= Les Éditions Tintamarre =

Louisiana French & heritage language publishing house

Les Éditions Tintamarre is a publishing house founded in 2003 that specializes in the heritage languages of Louisiana.. The press focuses on conserving the history of French and Creole writers while supporting the future of Francophone literature in Louisiana. It operates under the auspices of the university press of the Centenary College of Louisiana.

== History ==
Les Éditions Tintamarre was founded by Dana Kress, who currently serves as the Editor-in-Chief and Director. The press has been recognized numerous times, either directly or for one of its published authors, by the Académie française; first in 2014 when Kirby Jambon received the Prix Henri de Régnier for his book Petites Communions: Poèmes, chansons et jonglements, which included a monetary award of 5,000 € and again in 2024 when Kress received the Prix du Rayonnement de la langue et de la littérature françaises (Prize for the Influence of French Language and Literature) from the Fondation Broquette-Gonin, awarded as a silver-gilt medal (médaille de vermeil), for his work with the press. This annual prize, established in 1960, recognizes French or foreign personalities who have rendered particular services to French language and literature.

== Mission ==
According to the publisher's stated mission, Les Éditions Tintamarre seeks to explore and preserve the cultural heritage of Louisiana's diverse populations through their minority languages. The press recognizes that the Louisiana Purchase brought throusands of future American citizens whose varied heritages allowed them to leave behind "a rich and varied record of their life in the new world" through newspapers, manuscripts, and songs.

The press aims to present this experience through the words of those who lived it or continue to live it, working with what it describes as Louisiana's "living literature." The mission statement emphasizes that this heritage—encompassing Cajun, Creole, Native American, and immigrant traditions—serves to defend and illustrate Louisiana's francophone identity through the voices of immigrant novelists, Native American storytellers, Creole singers, and Cajune Poets.

== Publications and authors ==
Les Éditions Tintamarre has published works by various Louisiana francophone authors, including historical figures such as Sidonie de La Houssaye, Charles Testut, and Alfred Mercier, as well as contemporary writers like Kirby Jambon and Barry Jean Ancelet (who also writes under the pen name of Jean Arceneaux).

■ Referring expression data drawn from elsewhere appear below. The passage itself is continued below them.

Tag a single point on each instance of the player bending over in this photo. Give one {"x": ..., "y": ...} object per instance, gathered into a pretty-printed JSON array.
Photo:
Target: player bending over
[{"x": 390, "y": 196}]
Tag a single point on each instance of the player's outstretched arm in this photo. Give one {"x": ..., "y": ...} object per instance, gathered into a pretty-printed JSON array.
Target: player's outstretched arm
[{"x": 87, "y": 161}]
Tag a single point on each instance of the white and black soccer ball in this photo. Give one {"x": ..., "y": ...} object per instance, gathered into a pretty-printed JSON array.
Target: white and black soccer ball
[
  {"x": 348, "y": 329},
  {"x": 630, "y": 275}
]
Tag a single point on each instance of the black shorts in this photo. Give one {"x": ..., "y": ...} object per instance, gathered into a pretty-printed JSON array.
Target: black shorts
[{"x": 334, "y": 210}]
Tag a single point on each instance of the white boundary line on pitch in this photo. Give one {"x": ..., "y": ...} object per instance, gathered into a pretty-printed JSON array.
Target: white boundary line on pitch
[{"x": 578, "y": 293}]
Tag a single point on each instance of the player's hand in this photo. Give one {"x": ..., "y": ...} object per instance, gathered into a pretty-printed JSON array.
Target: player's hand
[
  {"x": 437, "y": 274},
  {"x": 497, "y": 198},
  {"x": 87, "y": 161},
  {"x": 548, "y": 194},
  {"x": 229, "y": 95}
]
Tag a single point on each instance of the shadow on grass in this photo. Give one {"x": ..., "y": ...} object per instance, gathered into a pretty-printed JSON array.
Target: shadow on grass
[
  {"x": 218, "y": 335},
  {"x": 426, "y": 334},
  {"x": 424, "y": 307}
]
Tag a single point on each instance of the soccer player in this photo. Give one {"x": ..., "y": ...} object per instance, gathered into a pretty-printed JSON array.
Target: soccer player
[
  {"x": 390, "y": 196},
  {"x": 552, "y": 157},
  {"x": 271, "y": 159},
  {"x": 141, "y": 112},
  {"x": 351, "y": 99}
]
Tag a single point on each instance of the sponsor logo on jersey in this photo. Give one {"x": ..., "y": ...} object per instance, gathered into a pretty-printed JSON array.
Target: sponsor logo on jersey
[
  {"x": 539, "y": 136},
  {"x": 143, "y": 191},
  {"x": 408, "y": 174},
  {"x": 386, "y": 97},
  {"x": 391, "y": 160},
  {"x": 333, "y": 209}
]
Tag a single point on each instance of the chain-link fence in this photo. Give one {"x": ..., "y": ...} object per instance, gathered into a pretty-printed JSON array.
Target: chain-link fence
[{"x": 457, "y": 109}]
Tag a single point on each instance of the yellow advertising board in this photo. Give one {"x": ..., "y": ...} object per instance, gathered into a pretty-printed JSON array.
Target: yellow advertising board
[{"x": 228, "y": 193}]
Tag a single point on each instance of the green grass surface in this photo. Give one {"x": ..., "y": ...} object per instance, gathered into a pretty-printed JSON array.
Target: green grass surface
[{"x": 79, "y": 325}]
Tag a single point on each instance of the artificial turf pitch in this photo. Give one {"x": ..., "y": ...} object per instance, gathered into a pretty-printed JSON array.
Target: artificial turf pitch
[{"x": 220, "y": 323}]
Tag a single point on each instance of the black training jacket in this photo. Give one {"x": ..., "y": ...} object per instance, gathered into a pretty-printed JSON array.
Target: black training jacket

In 2023, the press published Contes merveilleux: Louisiane, 2023, a collection featuring works from the first Louisiana Fairy Tale Contest (Concours de contes merveilleux de la Louisiane), which was sponsored by Centenary College, Les Éditions Tintamarre, and the French Consulate of New Orleans. The anthology includes contributions from forty participants, with an average age of 23 years. According to the publisher's description, the collection demonstrates "the vitality of French in Louisiana at present" and represents multiple generations of francophone Louisiana writers. The submitted manuscripts were evaluated anonymously by three poet laureates representing French-speaking Louisiana: Kirby Jambon, Jean Arceneaux (predecessor), and Zachary Richard (French-speaking Louisiana's first poet laureate)

== Editorial staff ==
Les Éditions Tintamarre is led by Editor-in-Chief Dana Kress, professor emeritus of French. at Centenary College of Louisiana, with Ryan Atticus Doherty, also of Centenary College, serving as the Associate Editor.

The editorial and management committee, as of 2025, includes scholars from various universities: Barry Jean Ancelet (University of Louisiana at Lafayette), Andia Augustin-Billy (Centenary College), Evelyne Bornier (Auburn University), Clint Bruce (Université Sainte-Anne), Amanda LaFleur (independent researcher), Chris Michaelides (University of Louisiana at Monroe), Nathan Rablais (University of Louisiana, Lafayette), and Robin White (Nicholls State University, Thibodaux).